2. Materials and Methods

2.1. Participants

Three experienced male basketball athletes were recruited (age: 25.00 ± 4.58 years; height: 189.33 ± 4.04 cm; body mass: 91.00 ± 17.69 kg; training experience: 7.00 ± 1.00 years). Inclusion criteria were: (i) ability to proficiently perform all experimental tasks; (ii) no history of severe lower-limb injury within the previous two years; and (iii) absence of acute conditions during testing that could affect performance. All participants provided written informed consent. The protocol was approved by the Scientific Research Ethics Committee of Shanghai University of Sport.

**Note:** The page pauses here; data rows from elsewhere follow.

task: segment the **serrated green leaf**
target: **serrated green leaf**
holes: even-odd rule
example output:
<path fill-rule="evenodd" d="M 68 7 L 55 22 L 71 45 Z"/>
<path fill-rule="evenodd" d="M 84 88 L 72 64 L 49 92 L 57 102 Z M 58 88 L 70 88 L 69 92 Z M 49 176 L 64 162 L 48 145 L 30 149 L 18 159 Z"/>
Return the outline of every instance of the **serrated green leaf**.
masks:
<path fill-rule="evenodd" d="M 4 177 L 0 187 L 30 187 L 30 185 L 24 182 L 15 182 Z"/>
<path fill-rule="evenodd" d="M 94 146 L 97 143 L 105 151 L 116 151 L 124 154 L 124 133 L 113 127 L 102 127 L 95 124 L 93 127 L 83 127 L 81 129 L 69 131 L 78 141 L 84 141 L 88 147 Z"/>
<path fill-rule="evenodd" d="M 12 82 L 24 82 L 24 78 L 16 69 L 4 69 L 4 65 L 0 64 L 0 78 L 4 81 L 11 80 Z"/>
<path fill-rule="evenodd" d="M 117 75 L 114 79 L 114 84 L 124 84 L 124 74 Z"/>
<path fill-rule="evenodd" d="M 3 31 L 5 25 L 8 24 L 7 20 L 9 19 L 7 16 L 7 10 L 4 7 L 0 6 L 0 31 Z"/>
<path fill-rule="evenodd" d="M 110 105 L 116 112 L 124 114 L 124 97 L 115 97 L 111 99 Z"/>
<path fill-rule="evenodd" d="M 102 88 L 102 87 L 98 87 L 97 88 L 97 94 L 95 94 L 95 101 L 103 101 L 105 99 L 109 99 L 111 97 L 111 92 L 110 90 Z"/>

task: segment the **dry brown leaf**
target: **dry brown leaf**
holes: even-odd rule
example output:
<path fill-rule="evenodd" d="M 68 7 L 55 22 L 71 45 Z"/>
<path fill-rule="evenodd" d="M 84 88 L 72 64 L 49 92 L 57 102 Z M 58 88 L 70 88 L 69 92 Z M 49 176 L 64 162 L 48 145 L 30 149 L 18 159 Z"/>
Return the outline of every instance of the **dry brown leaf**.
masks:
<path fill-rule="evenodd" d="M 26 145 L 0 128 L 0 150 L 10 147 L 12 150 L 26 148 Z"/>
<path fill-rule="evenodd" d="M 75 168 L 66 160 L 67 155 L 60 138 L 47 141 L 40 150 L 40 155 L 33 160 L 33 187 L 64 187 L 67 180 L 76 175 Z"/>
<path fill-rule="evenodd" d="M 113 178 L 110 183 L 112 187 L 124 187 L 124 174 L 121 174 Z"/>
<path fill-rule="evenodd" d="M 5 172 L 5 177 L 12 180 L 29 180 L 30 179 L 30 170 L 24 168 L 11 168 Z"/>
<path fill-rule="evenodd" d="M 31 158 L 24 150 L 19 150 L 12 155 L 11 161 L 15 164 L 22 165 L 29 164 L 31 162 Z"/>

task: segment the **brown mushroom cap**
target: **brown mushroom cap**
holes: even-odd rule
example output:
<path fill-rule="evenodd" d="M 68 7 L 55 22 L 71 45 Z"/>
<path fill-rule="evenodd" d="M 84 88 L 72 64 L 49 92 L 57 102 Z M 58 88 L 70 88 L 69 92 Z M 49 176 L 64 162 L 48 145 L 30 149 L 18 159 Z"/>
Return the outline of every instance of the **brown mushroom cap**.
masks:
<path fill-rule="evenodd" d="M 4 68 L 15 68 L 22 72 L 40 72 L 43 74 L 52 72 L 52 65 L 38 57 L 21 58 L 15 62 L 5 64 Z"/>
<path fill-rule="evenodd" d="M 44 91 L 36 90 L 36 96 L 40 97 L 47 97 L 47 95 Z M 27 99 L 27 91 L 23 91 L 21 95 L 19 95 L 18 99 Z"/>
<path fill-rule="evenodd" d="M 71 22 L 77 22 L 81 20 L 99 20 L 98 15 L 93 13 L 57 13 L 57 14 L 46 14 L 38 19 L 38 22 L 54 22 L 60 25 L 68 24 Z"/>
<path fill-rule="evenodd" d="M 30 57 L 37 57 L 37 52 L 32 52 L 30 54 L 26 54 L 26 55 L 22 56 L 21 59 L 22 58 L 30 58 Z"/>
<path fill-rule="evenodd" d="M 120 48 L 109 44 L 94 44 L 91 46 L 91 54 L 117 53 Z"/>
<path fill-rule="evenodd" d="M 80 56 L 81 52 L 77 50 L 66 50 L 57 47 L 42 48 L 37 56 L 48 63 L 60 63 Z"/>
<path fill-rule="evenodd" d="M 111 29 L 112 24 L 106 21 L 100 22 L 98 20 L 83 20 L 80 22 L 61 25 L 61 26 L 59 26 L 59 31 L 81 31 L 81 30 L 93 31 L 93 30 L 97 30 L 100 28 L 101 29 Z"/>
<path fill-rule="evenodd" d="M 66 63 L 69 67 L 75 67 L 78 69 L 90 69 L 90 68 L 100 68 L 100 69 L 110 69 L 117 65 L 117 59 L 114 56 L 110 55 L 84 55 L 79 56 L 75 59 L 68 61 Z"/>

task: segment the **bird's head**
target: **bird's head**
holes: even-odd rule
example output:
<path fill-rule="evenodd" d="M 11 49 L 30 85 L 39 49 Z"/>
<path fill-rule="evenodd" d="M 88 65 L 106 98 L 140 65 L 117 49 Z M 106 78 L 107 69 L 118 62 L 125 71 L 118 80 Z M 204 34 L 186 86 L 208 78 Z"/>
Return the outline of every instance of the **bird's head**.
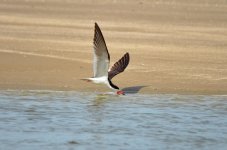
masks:
<path fill-rule="evenodd" d="M 117 91 L 117 95 L 125 95 L 125 92 L 122 91 L 122 90 L 118 90 L 118 91 Z"/>

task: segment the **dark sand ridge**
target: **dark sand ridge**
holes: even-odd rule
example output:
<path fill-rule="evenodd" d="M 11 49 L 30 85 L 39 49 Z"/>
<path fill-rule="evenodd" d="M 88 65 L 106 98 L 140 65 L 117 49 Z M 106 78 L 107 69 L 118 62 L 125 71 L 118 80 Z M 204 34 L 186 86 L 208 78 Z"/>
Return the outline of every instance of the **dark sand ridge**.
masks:
<path fill-rule="evenodd" d="M 227 93 L 225 1 L 0 0 L 0 10 L 0 89 L 106 91 L 79 80 L 92 76 L 98 22 L 111 65 L 131 55 L 119 87 Z"/>

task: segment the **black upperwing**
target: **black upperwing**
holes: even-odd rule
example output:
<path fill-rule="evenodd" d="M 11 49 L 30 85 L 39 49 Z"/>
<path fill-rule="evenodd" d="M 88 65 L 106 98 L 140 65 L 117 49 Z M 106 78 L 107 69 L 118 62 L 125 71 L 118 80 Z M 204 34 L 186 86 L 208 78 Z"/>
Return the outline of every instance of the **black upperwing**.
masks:
<path fill-rule="evenodd" d="M 124 54 L 124 56 L 119 59 L 110 69 L 110 71 L 108 72 L 108 78 L 111 80 L 113 77 L 115 77 L 117 74 L 123 72 L 125 70 L 125 68 L 128 66 L 129 64 L 129 53 Z"/>

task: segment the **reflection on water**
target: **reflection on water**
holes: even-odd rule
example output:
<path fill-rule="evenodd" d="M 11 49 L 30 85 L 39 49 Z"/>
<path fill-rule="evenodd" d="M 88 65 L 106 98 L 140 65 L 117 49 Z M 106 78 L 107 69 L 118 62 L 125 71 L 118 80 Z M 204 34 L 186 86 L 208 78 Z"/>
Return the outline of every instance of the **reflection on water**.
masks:
<path fill-rule="evenodd" d="M 0 92 L 0 149 L 225 149 L 227 96 Z"/>

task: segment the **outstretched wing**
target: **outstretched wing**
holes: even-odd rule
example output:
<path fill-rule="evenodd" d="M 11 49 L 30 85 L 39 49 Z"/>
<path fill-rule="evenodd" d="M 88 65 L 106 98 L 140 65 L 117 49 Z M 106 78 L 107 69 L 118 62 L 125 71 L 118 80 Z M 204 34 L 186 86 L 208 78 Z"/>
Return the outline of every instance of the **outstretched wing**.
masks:
<path fill-rule="evenodd" d="M 119 59 L 108 72 L 108 77 L 111 80 L 117 74 L 123 72 L 129 64 L 129 53 L 124 54 L 124 56 Z"/>
<path fill-rule="evenodd" d="M 106 47 L 106 43 L 102 35 L 102 32 L 97 23 L 95 23 L 93 46 L 94 46 L 94 62 L 93 62 L 94 77 L 107 76 L 110 63 L 110 55 Z"/>

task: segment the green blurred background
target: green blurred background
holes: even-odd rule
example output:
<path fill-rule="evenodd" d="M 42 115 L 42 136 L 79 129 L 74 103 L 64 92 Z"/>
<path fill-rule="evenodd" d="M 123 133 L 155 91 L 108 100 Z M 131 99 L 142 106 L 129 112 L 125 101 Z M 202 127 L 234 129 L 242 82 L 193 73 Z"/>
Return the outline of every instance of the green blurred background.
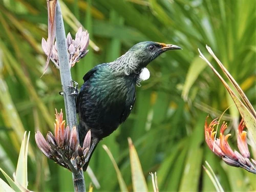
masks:
<path fill-rule="evenodd" d="M 94 66 L 113 61 L 138 42 L 153 40 L 183 48 L 163 54 L 148 66 L 151 78 L 137 88 L 132 113 L 97 147 L 90 166 L 101 188 L 94 191 L 120 190 L 102 144 L 111 151 L 132 190 L 128 137 L 151 190 L 149 173 L 156 171 L 160 191 L 215 191 L 202 166 L 205 160 L 225 191 L 256 190 L 254 175 L 224 164 L 204 142 L 207 114 L 210 119 L 219 117 L 231 105 L 222 120 L 229 122 L 233 135 L 229 142 L 234 148 L 239 114 L 198 51 L 200 49 L 212 61 L 205 49 L 206 44 L 210 46 L 255 106 L 255 0 L 62 3 L 66 32 L 74 37 L 73 29 L 79 25 L 74 22 L 76 18 L 100 48 L 96 52 L 90 47 L 72 69 L 73 79 L 80 85 Z M 64 109 L 58 70 L 51 62 L 40 77 L 46 59 L 40 43 L 47 35 L 46 1 L 0 0 L 0 167 L 12 175 L 24 132 L 30 131 L 28 188 L 73 191 L 71 173 L 47 159 L 34 140 L 37 130 L 45 135 L 53 131 L 55 108 Z M 91 181 L 86 173 L 85 178 L 88 187 Z"/>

2.2. Experimental Setup and Data Acquisition

Experiments were conducted in the Biomechanics Laboratory of Shanghai University of Sport. The overall experimental capture setup is shown in Figure 1. The reference system was a 10-camera Vicon optical motion-capture setup (Vicon Vero) surrounding an approximately 5.33 m × 5.33 m capture area (camera height ~4 m), recorded in Vicon Nexus. This configuration represents a standard laboratory reference setup with high camera redundancy to minimize reconstruction uncertainty. The MMC system used six consumer-grade action cameras (DJI Action 5 Pro, SZ DJI Technology Co., Ltd., Shenzhen, China) positioned around the same capture area (approximately 1 m outside the boundary; height ~2 m), recording at 1920 × 1080 resolution and 25 fps. Both systems were intentionally configured at the same nominal sampling rate (25 Hz) to enable a like-for-like comparison. The MMC camera count was deliberately limited to six to reflect realistic deployment constraints for 3 × 3 basketball training/competition monitoring, where space, budget, setup time, and interference with play make larger portable arrays difficult; consequently, lower redundancy may reduce keypoint visibility and triangulation robustness during partially occluded, high-speed movements [21]. Camera calibration followed a fixed-camera, moving-checkerboard multi-view procedure; intrinsic and extrinsic parameters were estimated to define a unified world coordinate system. Calibration quality was assessed using mean reprojection error (~2 pixels), which was deemed acceptable for subsequent triangulation.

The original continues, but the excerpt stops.